8. On the Competition (and it is not TripAdvisor)
Dara Khosrowshahi: And I think I just want to make sure that our investors understand the perspective that there are two big players in this space, and arguably a third coming with Booking.com and their activity. But the big player, Airbnb, has a private market cap of over $30 billion. And so we see this HomeAway opportunity as a very, very large opportunity, and we are going to invest behind it as that kind of an opportunity. This is not an incremental project for us. This is a big project for us.
9. Performance in Google Free and Paid Search
Dara Khosrowshahi: Traffic continues to build, although Google free search continues to be weak. But on balance, we like what we’re seeing, and you see it in the results.

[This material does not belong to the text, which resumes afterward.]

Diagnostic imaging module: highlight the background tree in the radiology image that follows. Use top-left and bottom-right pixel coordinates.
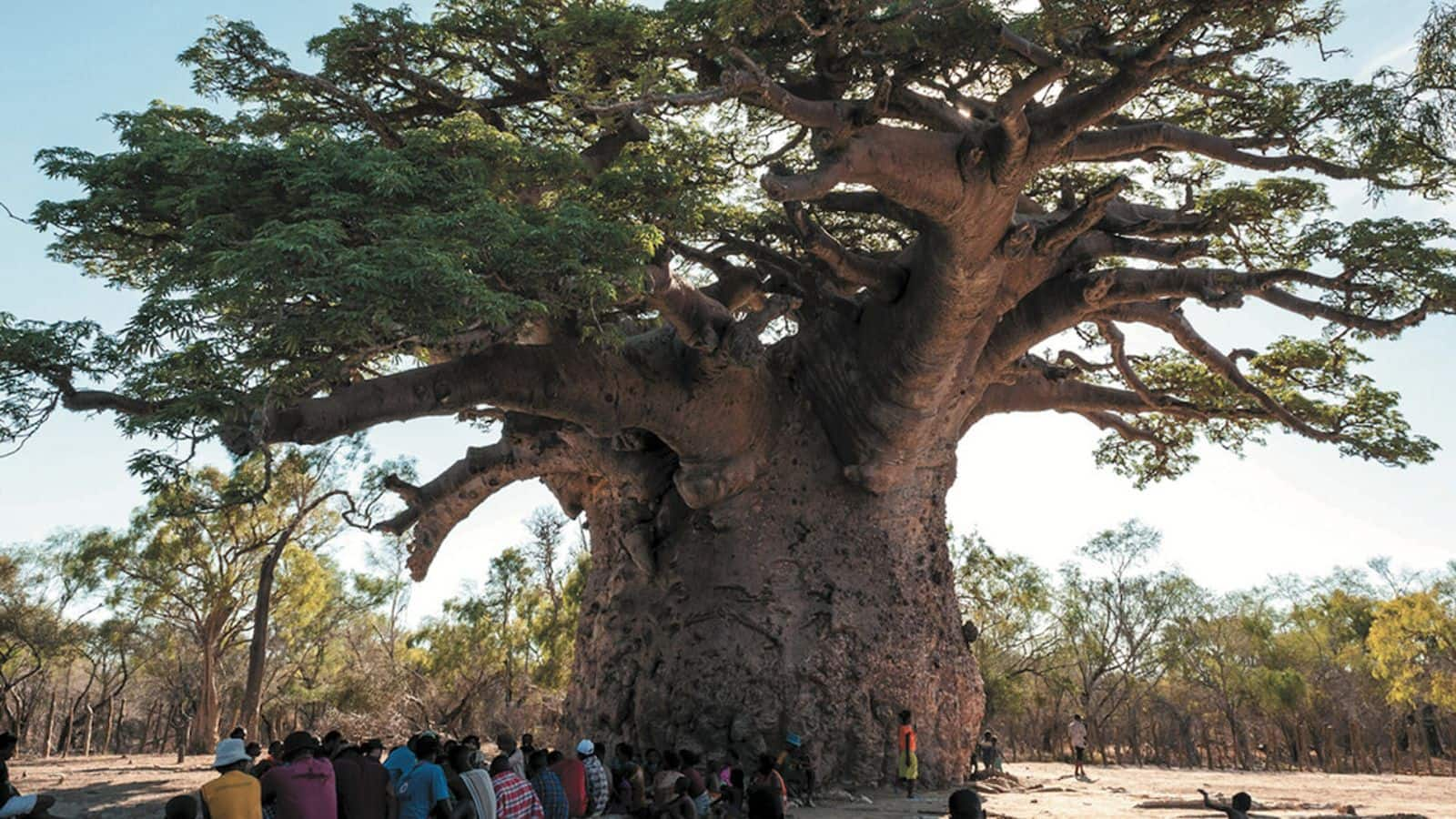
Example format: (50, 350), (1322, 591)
(0, 0), (1456, 781)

Also note that as we integrate the HomeAway inventory into Expedia and Hotels.com, Expedia and Hotels.com and Orbitz and Travelocity will also be able to bid more effectively for the vacation rental keywords as well. Who will be the winner, will it be more efficient for HomeAway to bid on those keywords or Hotels.com, that remains to be seen, and we will be testing and learning our way there. But I think it will be a bigger factor next year versus any time in the next couple of quarters.
10. Looking to the Future
Dara Khosrowshahi: And then of course some of the investments that we’re making in marketing and technology, et cetera, are also going to show. So I think the team on HomeAway likes where we are, but we know that we’ve got a big lift ahead of us and the slope is going to get a little tougher, but I think the teams are up for it.
Mark D. Okerstrom: 2017 I will just tell you is not a year where we will be as focused on adjusted EBITDA growth as we are in just building the capability, and that’s for HomeAway specifically. And we expect that once we build up particularly the product and tech team to where the size we want it to be, we’ll be able to leverage that nicely as revenue growth and ultimately marketing contribution growth continues into 2018. And again, we feel very comfortable with our $350 million adjusted EBITDA number for 2018, but the path there will be one of investment in 2017 and realization in 2018 from a bottom line perspective.